Concern over hike in gas prices

FAISALABAD, Dec 19: The Federation of Pakistan Dry Ports has expressed concern over increase in gas prices from Jan 1, and urged the president and the prime minister to take stock of the situation and direct the Oil and Gas Regulatory Authority (OGRA) not to allow this increase.

Talking to newsmen here on Monday, federation chairman Shahzad Ali Siddiqi said any increase in the gas prices would be a blow to textile and other industries as it would ultimately increase the cost of production and thus hamper exports.

He said exporters were already bearing the brunt of high electricity tariff, gas prices and heavy taxes/duties, and after a further increase in gas prices they would not be able to compete in the world market under the WTO regime.

He said the OGRA authorities had already allowed SNGPL and SSGCL to enhance the gas tariff for all categories of consumers by 18.57 per cent during the last one year (July 2004 to July 2005).

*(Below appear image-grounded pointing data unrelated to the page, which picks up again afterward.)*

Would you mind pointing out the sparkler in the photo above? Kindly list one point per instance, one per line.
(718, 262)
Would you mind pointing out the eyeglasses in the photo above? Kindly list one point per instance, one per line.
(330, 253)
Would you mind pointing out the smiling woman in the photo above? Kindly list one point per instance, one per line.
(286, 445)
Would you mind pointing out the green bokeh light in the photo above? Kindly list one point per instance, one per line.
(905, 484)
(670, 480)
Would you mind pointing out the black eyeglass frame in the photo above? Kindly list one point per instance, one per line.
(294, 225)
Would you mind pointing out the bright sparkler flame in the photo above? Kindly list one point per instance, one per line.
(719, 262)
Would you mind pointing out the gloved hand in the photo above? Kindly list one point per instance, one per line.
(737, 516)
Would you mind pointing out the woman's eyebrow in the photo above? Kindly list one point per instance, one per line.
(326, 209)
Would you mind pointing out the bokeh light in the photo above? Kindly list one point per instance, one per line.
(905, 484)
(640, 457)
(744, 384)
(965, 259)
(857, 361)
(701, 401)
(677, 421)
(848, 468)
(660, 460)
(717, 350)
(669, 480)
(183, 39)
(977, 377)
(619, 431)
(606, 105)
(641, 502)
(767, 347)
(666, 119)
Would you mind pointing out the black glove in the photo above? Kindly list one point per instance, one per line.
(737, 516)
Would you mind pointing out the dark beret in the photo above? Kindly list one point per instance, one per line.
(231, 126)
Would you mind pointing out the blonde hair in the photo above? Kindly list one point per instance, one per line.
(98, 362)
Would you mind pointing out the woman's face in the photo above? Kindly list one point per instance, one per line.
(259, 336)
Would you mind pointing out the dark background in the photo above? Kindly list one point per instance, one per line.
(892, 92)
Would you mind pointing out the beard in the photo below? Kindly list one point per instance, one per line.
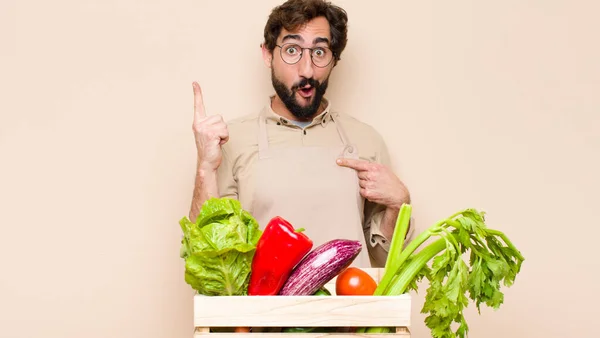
(288, 96)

After approval, the gas prices were increased by 5.7 per cent on July 1, 2004; 8.25 per cent on Feb 2, 2005; and 5.52 per cent on July 1, 2005, for all industrial consumers.

The value-added and export-oriented sectors of the textile industry in Pakistan accounted for more than 65 per cent of export earnings, and any increase in gas prices would put an adverse effect on the cost of production, he said.

He said if this decision was not withdrawn forthwith, it would oust the Pakistani textile exporters from the international export market.

He said if the increase was inevitable, it should not be levied on export-oriented industries.